Women's ordination: The real question is...

I wrote this in German as a post on the blog "Frech. Fromm. Frau.", but felt it is useful as a worthwhile summary of my views on the issue of women's ordination. Here is a translation into English, slightly edited.

As a child, I experienced the controversy in the Episcopal Church USA over women's ordination, which was emotional and at times bitter. My mother was a diocesan delegate at the time and took me along to the plenary sessions. I can't remember much of the content, but I will never forget the very tense and angry atmosphere.

In the end, many opponents of women's ordination left the Episcopal Church and formed their own splinter churches, usually referred to as "Continuing Anglican" churches. Many of these are now forming a new anti-church, the Anglican Church of North America, or ACNA.

Thus after those bitter times, women's ordination was "legal", but it took some time before female priests became a reality for most people. After all, it takes time to educate and examine potential candidates. So you could say I experienced the whole development of women's ordination live.

For me, women's ordination is simply reality. Granting women holy orders is thus quite possible, period, end of story. Female priests are an enrichment of our lives -- insofar as one is open to the possibility.

I would say that they are not merely priests with XX-23 chromosomes. Women as priests bring change with them, and that is to be expected. However, I would also say that their gender had less to do with the changes relative to Roman Catholic priests than the fact that most are married and have children. That is the critical difference between Roman Catholic and Anglican or Old Catholic priests, not their gender. I am convinced of it.

There is also the question of whether such changes can be accepted by the grassroots. Here are the strongest arguments against women's ordination. It has little to do with Holy Scripture or dogma. Instead, it has everything do to with acceptance. The arguments for and against women's ordination are plainly smokescreens for what the individual people want -- otherwise one or the other side would have won the debate long ago and it would no longer be an issue. Instead, it grows.

If one tries to force their own idea through against the will of the grassroots, then schism is pre-programmed.
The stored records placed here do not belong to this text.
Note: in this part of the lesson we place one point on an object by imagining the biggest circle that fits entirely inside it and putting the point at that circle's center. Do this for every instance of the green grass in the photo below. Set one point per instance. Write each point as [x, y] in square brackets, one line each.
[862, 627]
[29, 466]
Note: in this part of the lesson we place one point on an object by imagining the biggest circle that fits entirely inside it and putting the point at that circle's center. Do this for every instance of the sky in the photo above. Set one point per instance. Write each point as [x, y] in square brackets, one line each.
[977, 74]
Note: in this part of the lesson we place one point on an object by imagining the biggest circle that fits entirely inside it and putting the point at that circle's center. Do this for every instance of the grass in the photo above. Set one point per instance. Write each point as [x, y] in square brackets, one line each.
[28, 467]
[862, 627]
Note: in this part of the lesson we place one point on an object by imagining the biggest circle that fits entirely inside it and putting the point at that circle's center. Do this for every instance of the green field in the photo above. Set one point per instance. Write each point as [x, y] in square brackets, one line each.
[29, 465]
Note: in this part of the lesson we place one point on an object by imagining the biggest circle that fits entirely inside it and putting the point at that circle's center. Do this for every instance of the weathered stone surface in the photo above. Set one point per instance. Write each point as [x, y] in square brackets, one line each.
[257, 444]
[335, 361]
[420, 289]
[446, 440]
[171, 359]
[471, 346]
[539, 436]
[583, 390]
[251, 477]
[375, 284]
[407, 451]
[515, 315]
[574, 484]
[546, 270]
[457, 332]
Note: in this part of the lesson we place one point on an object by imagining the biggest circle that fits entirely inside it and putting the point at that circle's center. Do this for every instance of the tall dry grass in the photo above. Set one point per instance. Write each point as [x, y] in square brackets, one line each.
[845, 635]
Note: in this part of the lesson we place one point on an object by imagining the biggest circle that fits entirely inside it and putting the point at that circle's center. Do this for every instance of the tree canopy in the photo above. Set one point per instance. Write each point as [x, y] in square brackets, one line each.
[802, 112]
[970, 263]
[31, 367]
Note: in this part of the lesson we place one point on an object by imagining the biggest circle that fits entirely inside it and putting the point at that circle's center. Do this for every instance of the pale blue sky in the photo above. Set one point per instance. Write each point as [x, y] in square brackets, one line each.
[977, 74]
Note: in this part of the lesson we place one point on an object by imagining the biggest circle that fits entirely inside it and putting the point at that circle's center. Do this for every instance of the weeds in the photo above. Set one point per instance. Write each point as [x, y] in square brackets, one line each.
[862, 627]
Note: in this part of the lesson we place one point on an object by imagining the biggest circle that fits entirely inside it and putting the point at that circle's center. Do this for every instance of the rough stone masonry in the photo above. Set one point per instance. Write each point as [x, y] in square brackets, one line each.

You have to be honest enough to accept that as reality, whatever your theology. The only question is how this schism is handled or discussed. The model of "flying bishops" in the Church of England was a messy compromise, but it did work rather well for a time, until that compromise began to crumble because of pressure from the left, and until Rome decided to try luring conservative Anglicans across the Tiber.

Naturally you can dismiss the necessity of open discussion and just say the church is being held hostage by conservatives (or liberals). Maybe there is even something to that. But in the end, we must all ask ourselves the question: What is more important? Equal treatment of man and woman? Or the unity of the Holy Church? It is highly unlikely that both will be possible in the foreseeable future. And that is the question that everyone who discusses the issue must ask, and answer honestly, before any discussion can be productive.